A Hotter Future Is Certain, Climate Panel Warns. But How Hot Is Up to Us.

This comprehensive summary of the physical science behind climate change, based on more that 14,000 studies, was approved by 195 countries. This report will be the focus of diplomats meeting in November at U.N. summit in Glasgow, to discuss ways to increase their efforts to reduce carbon emissions.While President Biden and a growing number of other world leaders have supported the goal to limit global warming to 1.5 degrees Celsius (1.5 degrees Celsius), current policies in major polluting nations are far from reaching that target.

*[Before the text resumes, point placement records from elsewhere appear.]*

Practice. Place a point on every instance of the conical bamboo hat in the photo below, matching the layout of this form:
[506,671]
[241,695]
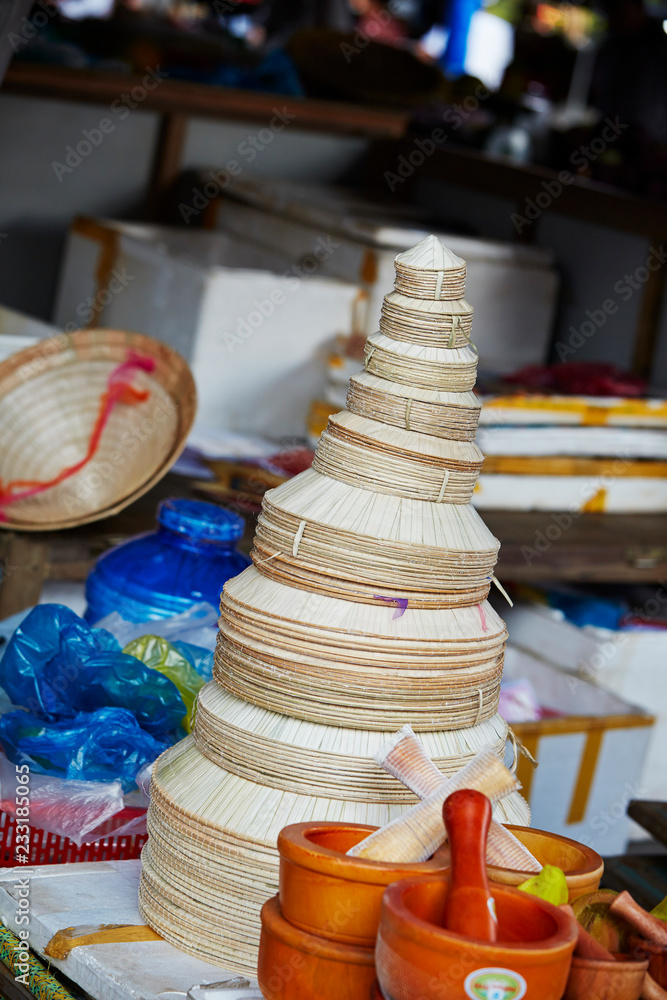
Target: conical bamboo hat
[430,271]
[211,860]
[50,397]
[385,459]
[452,370]
[322,535]
[296,613]
[364,610]
[452,415]
[312,758]
[432,323]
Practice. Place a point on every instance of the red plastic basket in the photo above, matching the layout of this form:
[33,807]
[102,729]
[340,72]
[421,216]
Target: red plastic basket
[52,849]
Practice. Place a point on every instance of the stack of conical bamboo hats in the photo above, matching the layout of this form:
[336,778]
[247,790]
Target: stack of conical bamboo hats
[365,609]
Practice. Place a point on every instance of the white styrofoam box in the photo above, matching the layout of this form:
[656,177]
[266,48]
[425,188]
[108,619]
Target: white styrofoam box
[631,664]
[590,757]
[595,442]
[88,894]
[512,288]
[621,495]
[18,331]
[255,333]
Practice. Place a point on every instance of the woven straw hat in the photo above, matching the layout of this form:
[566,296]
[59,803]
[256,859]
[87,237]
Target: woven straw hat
[452,415]
[330,537]
[430,322]
[430,271]
[375,456]
[365,609]
[50,398]
[211,861]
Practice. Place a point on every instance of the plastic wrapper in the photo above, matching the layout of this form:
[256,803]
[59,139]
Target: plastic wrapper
[159,654]
[107,745]
[198,626]
[57,666]
[73,809]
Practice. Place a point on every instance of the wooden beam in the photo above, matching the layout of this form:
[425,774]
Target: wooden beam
[23,569]
[585,200]
[648,323]
[203,100]
[12,13]
[167,159]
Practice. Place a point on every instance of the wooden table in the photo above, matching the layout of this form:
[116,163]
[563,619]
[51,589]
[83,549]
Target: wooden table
[594,548]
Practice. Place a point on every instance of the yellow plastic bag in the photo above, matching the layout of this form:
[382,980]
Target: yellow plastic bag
[158,653]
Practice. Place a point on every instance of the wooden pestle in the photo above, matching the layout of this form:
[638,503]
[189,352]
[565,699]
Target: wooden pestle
[405,758]
[470,908]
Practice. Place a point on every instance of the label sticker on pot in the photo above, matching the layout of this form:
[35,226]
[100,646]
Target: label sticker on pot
[495,984]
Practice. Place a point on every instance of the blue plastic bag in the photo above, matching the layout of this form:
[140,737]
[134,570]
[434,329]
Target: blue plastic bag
[106,745]
[57,666]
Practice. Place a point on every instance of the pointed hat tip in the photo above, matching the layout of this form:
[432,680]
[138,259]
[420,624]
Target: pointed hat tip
[430,255]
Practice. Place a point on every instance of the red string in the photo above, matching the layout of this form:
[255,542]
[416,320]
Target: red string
[118,390]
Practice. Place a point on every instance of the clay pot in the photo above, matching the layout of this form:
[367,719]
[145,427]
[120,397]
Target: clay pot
[656,955]
[418,959]
[337,897]
[582,866]
[294,965]
[593,977]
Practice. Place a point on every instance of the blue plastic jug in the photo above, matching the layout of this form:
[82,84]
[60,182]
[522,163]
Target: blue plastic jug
[163,573]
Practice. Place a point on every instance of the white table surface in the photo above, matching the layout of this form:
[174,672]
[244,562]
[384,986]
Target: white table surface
[105,892]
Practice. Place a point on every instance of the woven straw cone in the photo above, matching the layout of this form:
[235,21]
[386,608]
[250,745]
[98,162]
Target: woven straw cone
[211,861]
[311,758]
[452,415]
[49,402]
[364,609]
[430,271]
[426,367]
[384,459]
[328,537]
[426,322]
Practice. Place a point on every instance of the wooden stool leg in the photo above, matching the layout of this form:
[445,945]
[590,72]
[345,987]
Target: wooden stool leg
[23,564]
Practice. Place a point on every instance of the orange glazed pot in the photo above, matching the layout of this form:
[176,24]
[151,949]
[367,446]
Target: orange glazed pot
[582,866]
[657,956]
[336,897]
[418,959]
[294,965]
[591,977]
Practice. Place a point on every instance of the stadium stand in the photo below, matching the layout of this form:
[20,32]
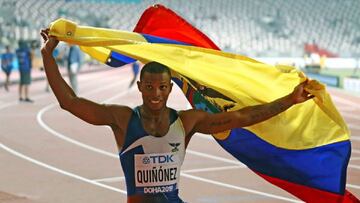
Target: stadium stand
[251,27]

China, India, Russia and Canada are the 10 largest emitters of greenhouse gasses.This new report proves that global warming is a result of humans. It concludes that nations that burn fossil fuels, clear forests, and load the atmosphere with greenhouse gases such as carbon dioxide and methane trap heat, are the main drivers.According to the report, climate changes have had little in common with human history. It is likely that the last decade has been the hottest on Earth in 125,000 years. The earth's glaciers are melting at an unprecedented rate in the last 2,000 years.Over the past century, ocean levels have increased by 8 inches. The rate of increase has doubled from 2006. Since 1950, heat waves are much more intense and last for longer periods of time in many parts of the globe. Large swathes of the globe have seen wildfire weather worsen. Since the 1980s, the frequency of extreme heat waves in the ocean that can kill fish, seabirds, and coral reefs has doubled.Scientists have been able to establish clear links between climate change and severe weather events in recent years. The report states that many of the new extreme temperatures, such as the record-breaking heat wave that decimated the Pacific Northwest in June, are extremely unlikely to have occurred without human intervention on the climate system. Some droughts, floods, and downpours are made worse by greenhouse gas emissions.